Obama Administration Open to Ditching Bank Tax as Funding for Refi Plan

WASHINGTON — The Obama administration, which has proposed levying a tax on the largest banks as a way to pay for a broad mortgage refinancing plan, is now in talks with members of Congress about finding an alternative source of funding, Housing and Urban Development Secretary Shaun Donovan said Thursday.

The bank tax was labeled a non-starter on Capitol Hill as soon as President Obama announced the idea in his State of the Union address in January. Three months later, the administration has yet to introduce legislation that would implement the refinancing proposal.

But Donovan said at a Senate Banking Committee hearing Thursday that the administration is working on a bill with members of Congress — he didn't specify which ones — and he is hopeful that legislation will be introduced in the next few weeks.

In an interview after the hearing, Donovan told American Banker: "We're open to working with members on other potential ways to pay for this, and that is one of the issues that's in discussion right now among members."

The HUD secretary also stressed that the Obama administration still believes that a bank tax is an appropriate way to pay for the refinancing plan.

The White House proposal would allow homeowners whose mortgages are not backed by the federal government — and who have fallen outside the scope of previous government refinance initiatives — to take advantage of low interest rates by locking into a government-backed loan.

But the Obama plan looks like a tough sell in the House, where Republicans have dismissed it as an example of election-year politics.

With or without a bank tax, the proposal will be hard to enact largely because it would require the federal government to widen its footprint in the mortgage market at a time when many would like to see that presence shrink.

At Thursday's hearing, Donovan showed a pragmatic streak by also embracing a more limited refinancing bill that Democratic Sens. Robert Menendez and Barbara Boxer are preparing to introduce.

That measure, which was the subject of a separate Senate hearing Wednesday, would only help homeowners who already have mortgages backed by Fannie Mae or Freddie Mac. It would not increase the federal government's credit risk on mortgages.

The bill aims to eliminate barriers that have prevented some of those borrowers from taking advantage of the existing refinancing program for Fannie and Freddie loans, known as the Home Affordable Refinance Program, or Harp.

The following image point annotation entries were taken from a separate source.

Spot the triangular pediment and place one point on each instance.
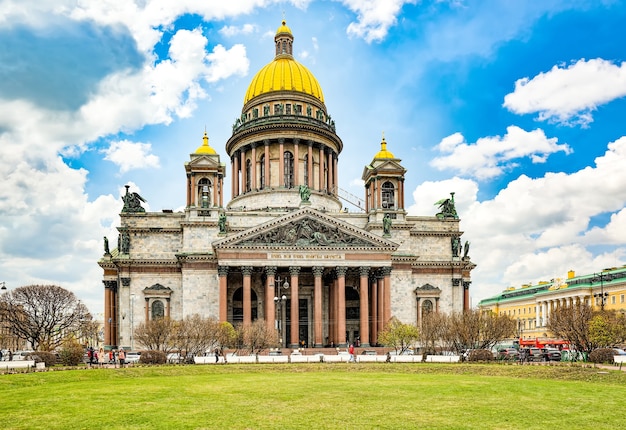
(307, 229)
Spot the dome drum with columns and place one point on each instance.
(348, 272)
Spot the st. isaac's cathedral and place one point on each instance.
(284, 250)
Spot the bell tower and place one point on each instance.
(384, 185)
(205, 179)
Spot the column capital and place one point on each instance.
(318, 271)
(341, 271)
(385, 271)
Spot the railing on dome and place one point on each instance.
(243, 124)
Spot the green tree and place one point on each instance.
(398, 335)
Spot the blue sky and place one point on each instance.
(518, 107)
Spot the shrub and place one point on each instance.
(71, 354)
(480, 355)
(602, 355)
(43, 357)
(153, 357)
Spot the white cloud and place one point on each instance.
(537, 229)
(131, 155)
(374, 17)
(569, 94)
(490, 156)
(231, 30)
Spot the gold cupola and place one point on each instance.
(284, 73)
(205, 148)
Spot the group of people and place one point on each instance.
(101, 357)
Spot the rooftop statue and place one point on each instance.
(446, 208)
(132, 202)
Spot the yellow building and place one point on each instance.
(531, 305)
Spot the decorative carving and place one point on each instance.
(447, 208)
(132, 202)
(387, 225)
(306, 232)
(110, 285)
(222, 270)
(305, 193)
(221, 222)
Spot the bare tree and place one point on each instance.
(571, 323)
(434, 332)
(398, 335)
(156, 334)
(475, 329)
(43, 315)
(195, 335)
(256, 337)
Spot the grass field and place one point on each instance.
(316, 396)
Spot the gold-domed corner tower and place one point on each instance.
(284, 139)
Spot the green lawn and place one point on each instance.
(318, 396)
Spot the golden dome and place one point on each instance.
(284, 73)
(383, 153)
(205, 148)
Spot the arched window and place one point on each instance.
(262, 171)
(204, 192)
(388, 195)
(158, 310)
(288, 164)
(248, 175)
(427, 307)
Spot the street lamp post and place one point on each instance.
(602, 295)
(279, 302)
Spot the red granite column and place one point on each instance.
(364, 307)
(387, 284)
(295, 309)
(247, 295)
(317, 307)
(281, 162)
(381, 301)
(374, 312)
(341, 305)
(222, 272)
(270, 308)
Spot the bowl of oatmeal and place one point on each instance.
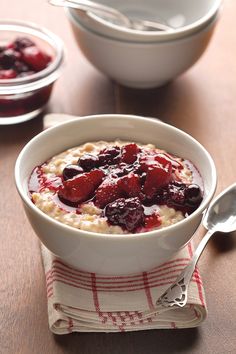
(116, 194)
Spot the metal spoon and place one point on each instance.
(110, 13)
(220, 217)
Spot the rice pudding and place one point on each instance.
(116, 187)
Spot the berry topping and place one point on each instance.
(88, 162)
(193, 195)
(8, 58)
(35, 58)
(130, 185)
(157, 176)
(128, 213)
(109, 156)
(130, 153)
(8, 74)
(152, 221)
(107, 192)
(23, 58)
(180, 196)
(71, 171)
(80, 188)
(21, 43)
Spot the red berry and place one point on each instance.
(71, 171)
(152, 221)
(80, 188)
(129, 153)
(35, 58)
(95, 177)
(20, 43)
(130, 184)
(8, 74)
(107, 192)
(157, 177)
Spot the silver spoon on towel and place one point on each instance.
(220, 217)
(110, 13)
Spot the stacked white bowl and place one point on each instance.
(146, 59)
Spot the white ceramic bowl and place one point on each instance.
(103, 253)
(186, 17)
(141, 65)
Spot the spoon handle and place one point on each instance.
(177, 293)
(96, 8)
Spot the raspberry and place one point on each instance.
(157, 177)
(128, 213)
(129, 153)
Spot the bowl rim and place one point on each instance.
(155, 35)
(140, 44)
(43, 77)
(90, 234)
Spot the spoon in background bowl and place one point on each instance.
(110, 14)
(220, 217)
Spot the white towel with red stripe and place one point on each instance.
(89, 302)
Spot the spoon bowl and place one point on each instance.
(110, 14)
(181, 16)
(220, 217)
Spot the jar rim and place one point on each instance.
(43, 77)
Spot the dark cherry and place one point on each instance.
(128, 213)
(21, 67)
(109, 156)
(71, 171)
(193, 195)
(23, 57)
(21, 43)
(88, 162)
(8, 58)
(176, 193)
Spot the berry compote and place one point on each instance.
(21, 59)
(137, 188)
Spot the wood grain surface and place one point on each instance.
(203, 103)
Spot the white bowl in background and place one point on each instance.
(141, 65)
(106, 253)
(186, 17)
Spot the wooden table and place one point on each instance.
(203, 103)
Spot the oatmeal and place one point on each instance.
(116, 187)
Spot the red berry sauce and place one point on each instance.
(18, 59)
(128, 183)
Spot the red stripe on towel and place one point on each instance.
(147, 291)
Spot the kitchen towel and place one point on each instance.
(87, 302)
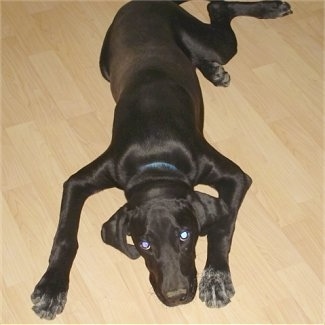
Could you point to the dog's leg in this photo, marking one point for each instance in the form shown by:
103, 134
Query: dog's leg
212, 46
232, 183
50, 294
220, 11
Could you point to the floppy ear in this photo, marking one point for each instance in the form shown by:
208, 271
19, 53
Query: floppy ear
208, 210
115, 230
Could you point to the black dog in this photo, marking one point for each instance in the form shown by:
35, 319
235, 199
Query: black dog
158, 154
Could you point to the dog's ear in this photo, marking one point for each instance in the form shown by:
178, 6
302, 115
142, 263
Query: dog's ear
208, 210
115, 230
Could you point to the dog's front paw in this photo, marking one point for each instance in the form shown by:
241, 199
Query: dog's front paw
216, 288
49, 298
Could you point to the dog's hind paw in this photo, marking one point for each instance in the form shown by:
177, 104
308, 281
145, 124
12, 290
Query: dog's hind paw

Responding to questions from Menendez, Donovan said the New Jersey Democrat's legislation is one of most important steps that can be taken to help the housing market in the short term. He said that it will be particularly helpful for homeowners who still have equity in their homes but still face barriers to refinancing.

"So we think it is a critically important bill," Donovan said. "And we look forward to working with you to get it passed as soon as possible."

Under questioning from Republican Sen. Richard Shelby, Donovan downplayed any hope that the Obama administration will take significant steps in 2012 on reforming the nation's housing finance system.

In February, Treasury Secretary Timothy Geithner spoke of plans for more intensive talks with lawmakers to start developing legislation that will wind down and replace Fannie and Freddie. But even then, Geithner stated that he did not expect legislation this year.

Donovan on Thursday threw an even wetter blanket on hope of progress prior to the November elections.

"We do not at this point have a specific timetable nor legislation completed to submit to Congress," he said, though he did add that the administration is happy to discuss the issue with congressional Republicans.

"We are hopeful that there will be bipartisan action as soon as possible on that, but we do not have a specific proposal that we expect to be providing in the next few weeks."